Hint: (1) As in slope intercept form, we represent $y$ in form of $y=mx+c,$
(2) Rewrite the given equation in the form of $y=mx+c,$ by separating the terms.
(3) After rewriting the equation, compare it with general equation of slope intercept form, and then determine the value of $'m'$ and $'c'$

Complete step-by-step solution:
As we have to write,
$y+2=\dfrac{1}{6}\left( x-4 \right)$ in slope intercept form,
As we know that,
Slope intercept form is represented by,
$y=mx+c...(i)$
Where, $y$ and $x$ are variables
$m=$ slope of the graph
$c=y-$intercept
Here,
$y+2=\dfrac{1}{6}\left( x-4 \right)$
$\Rightarrow y+2=\dfrac{1}{6}x-\left( \dfrac{1}{6}\times 4 \right)$
$\Rightarrow y+2=\dfrac{1}{6}x-\dfrac{2}{3}$
$\Rightarrow y=\dfrac{1}{6}x-\dfrac{2}{3}-2$
$\Rightarrow y=\dfrac{1}{6}x-\left[ \dfrac{+2+6}{3} \right]$
$\Rightarrow y=\dfrac{1}{6}x-\dfrac{8}{3}...(ii)$
Now comparing $\left( ii \right)$ with $\left( i \right),$
$y=mx+c$
$y=\dfrac{1}{6}x-\dfrac{8}{3}$
We will get,
$m=$ slope of graph $=\dfrac{1}{6}$
$c=y-$intercept$=\dfrac{-8}{3}$

Therefore the slope intercept form is $y=\dfrac{1}{6}x-\dfrac{8}{3}$.

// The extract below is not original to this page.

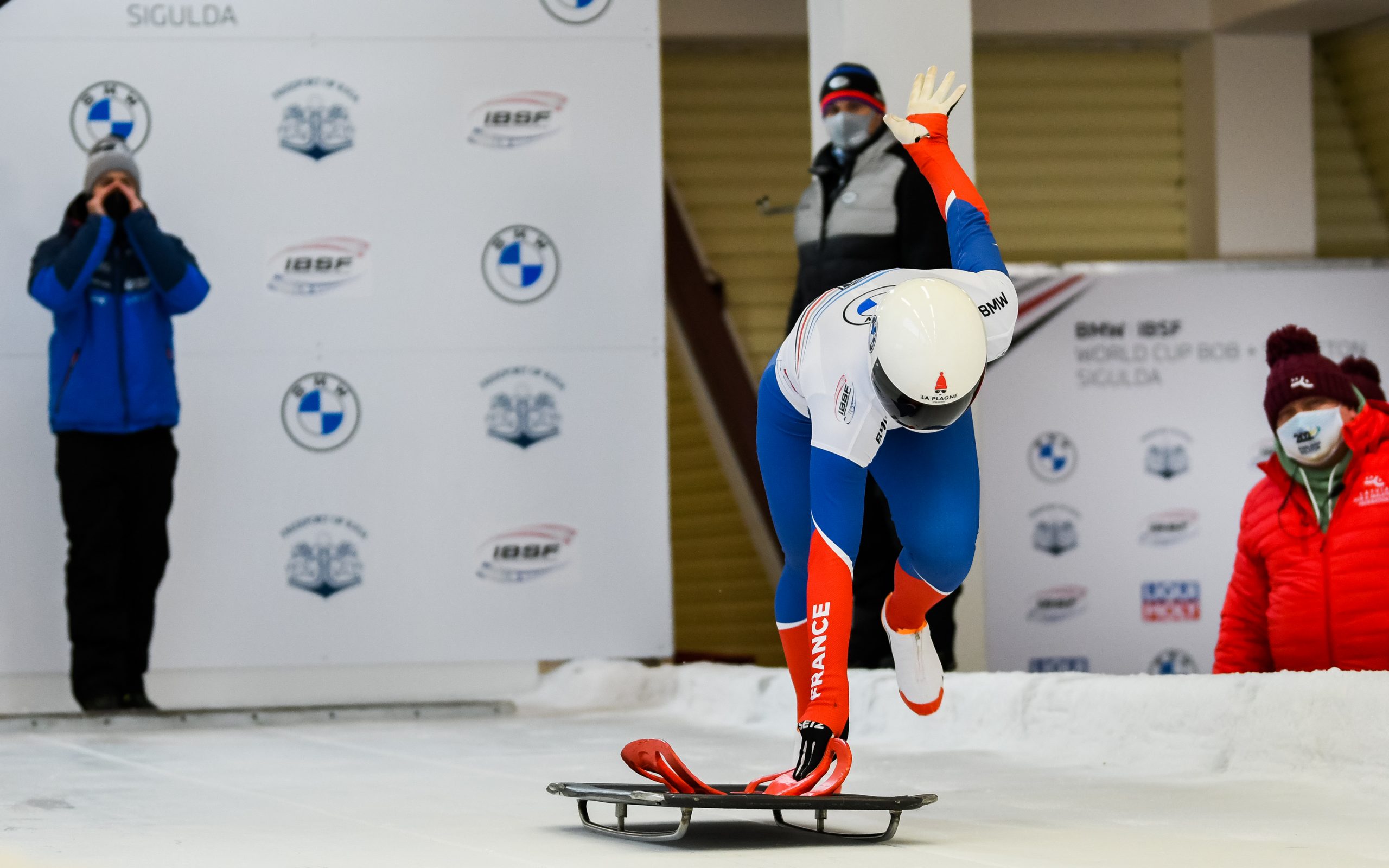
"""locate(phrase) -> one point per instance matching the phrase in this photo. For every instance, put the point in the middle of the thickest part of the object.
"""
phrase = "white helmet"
(928, 350)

Note: Slope intercept form is a specific form of linear equation in which we represent in $\left( y=mx+c \right)$ form
$fg.-y=2x+4$
$y=3x-1$
Here, line $y=2x+4,$
Here, slope $2,$ and $y-$intercept $4.$
So, graph will be

Represent only the equation in form of $y=mx+c$ if $y=2x-2,$ Here, $y$ intercepts will be $c=-2$ means, line cuts $y-axis$ at $y=-2$